The Kubernetes ingress resource provides a simple way to configure external layer 7 load balancing for applications on Kubernetes. It functions as the entrance into our applications, the metaphorical gate. We can integrate our applications and traffic in a natural, Kubernetes-native way using the built-in ingress resource to solve common access problems and empower users to build software for handling custom traffic patterns.

The ingress controller acts as the entry point for all incoming traffic to applications running on Kubernetes. Ingress is giving your services externally-reachable urls, load balance traffic, terminate SSL, offer names based virtual hosting,etc…

The following image gives you an overview of what we will implement today:

A cloud environment is by defintion extremely volatile. Luckily the creation and management of TLS certificates in a Kubernetes environment can be automated with Cert-manager to have a consistent, secure and declared-as-code machine identity protection.

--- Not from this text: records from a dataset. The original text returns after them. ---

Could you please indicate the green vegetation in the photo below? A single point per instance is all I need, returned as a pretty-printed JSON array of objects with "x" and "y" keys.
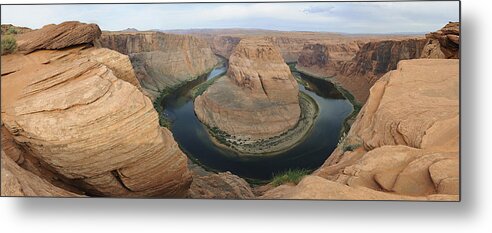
[
  {"x": 9, "y": 44},
  {"x": 289, "y": 176},
  {"x": 202, "y": 87}
]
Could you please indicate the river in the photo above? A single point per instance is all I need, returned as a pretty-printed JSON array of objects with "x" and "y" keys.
[{"x": 310, "y": 154}]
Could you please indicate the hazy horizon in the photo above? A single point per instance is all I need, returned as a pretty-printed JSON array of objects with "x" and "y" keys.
[{"x": 336, "y": 17}]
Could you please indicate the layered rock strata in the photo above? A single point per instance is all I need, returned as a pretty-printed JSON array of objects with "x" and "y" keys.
[
  {"x": 359, "y": 73},
  {"x": 223, "y": 185},
  {"x": 162, "y": 61},
  {"x": 444, "y": 44},
  {"x": 79, "y": 110},
  {"x": 7, "y": 29},
  {"x": 404, "y": 143},
  {"x": 17, "y": 181},
  {"x": 257, "y": 99},
  {"x": 59, "y": 36}
]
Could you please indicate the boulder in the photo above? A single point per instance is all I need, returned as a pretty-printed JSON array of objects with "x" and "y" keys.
[
  {"x": 444, "y": 43},
  {"x": 258, "y": 98}
]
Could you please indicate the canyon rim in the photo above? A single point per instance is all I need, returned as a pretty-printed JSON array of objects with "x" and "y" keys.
[{"x": 173, "y": 109}]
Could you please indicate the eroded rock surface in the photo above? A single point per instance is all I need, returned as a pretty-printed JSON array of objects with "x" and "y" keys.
[
  {"x": 444, "y": 44},
  {"x": 17, "y": 181},
  {"x": 162, "y": 61},
  {"x": 258, "y": 98},
  {"x": 359, "y": 73},
  {"x": 59, "y": 36},
  {"x": 80, "y": 111},
  {"x": 407, "y": 141},
  {"x": 223, "y": 185},
  {"x": 325, "y": 60}
]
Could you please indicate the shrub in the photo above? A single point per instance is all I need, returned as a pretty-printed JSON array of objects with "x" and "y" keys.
[
  {"x": 289, "y": 176},
  {"x": 8, "y": 45}
]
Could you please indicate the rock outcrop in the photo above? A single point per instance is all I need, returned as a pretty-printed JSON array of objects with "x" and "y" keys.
[
  {"x": 257, "y": 99},
  {"x": 444, "y": 44},
  {"x": 223, "y": 185},
  {"x": 8, "y": 29},
  {"x": 79, "y": 110},
  {"x": 371, "y": 62},
  {"x": 404, "y": 143},
  {"x": 162, "y": 61},
  {"x": 17, "y": 181},
  {"x": 59, "y": 36},
  {"x": 325, "y": 60}
]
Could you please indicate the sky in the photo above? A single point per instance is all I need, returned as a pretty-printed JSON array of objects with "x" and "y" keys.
[{"x": 345, "y": 17}]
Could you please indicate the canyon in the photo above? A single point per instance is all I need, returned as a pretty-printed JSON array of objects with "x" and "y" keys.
[
  {"x": 162, "y": 62},
  {"x": 79, "y": 116}
]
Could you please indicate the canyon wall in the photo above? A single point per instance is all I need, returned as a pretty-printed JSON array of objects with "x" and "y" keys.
[
  {"x": 162, "y": 61},
  {"x": 79, "y": 111},
  {"x": 359, "y": 73},
  {"x": 404, "y": 143},
  {"x": 258, "y": 98},
  {"x": 444, "y": 43}
]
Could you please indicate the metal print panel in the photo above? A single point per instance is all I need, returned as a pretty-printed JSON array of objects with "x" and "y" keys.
[{"x": 291, "y": 100}]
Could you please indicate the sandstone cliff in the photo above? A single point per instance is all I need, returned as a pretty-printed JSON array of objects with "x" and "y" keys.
[
  {"x": 359, "y": 73},
  {"x": 445, "y": 43},
  {"x": 17, "y": 181},
  {"x": 404, "y": 143},
  {"x": 162, "y": 61},
  {"x": 325, "y": 60},
  {"x": 258, "y": 98},
  {"x": 58, "y": 36},
  {"x": 80, "y": 112}
]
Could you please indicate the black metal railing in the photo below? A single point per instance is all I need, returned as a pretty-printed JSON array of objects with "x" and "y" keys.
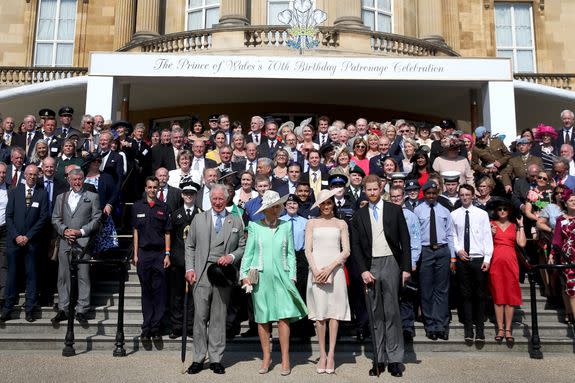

Cert-manager automates the management and issuance of TLS certificates from various issuing sources. It will periodically check the validity of the certificates and will start the renewal process if necessary.

  • A ClusterIssuer represents a certificate Authority that is able to generate signed certificates by honoring certificate signing requests. A certificate is a namespaced resource that references an ClusterIssuer that determines what will be honoring the certificate request.

  • When a certificate is created, a corresponding CertificateRequest resource is created by Cert-manager containing the encoded X509 certificate request and issuer reference.

Cert-manager is using Let’s Encrypt which is a free, automated and open Certificate Authority.

Our application should be publicly accessible by routing external requests to the pods in our Kubernetes service offering a controlled network channel. Kubernetes ingress describes how to route different types of requests to different services based on predetermined set of rules.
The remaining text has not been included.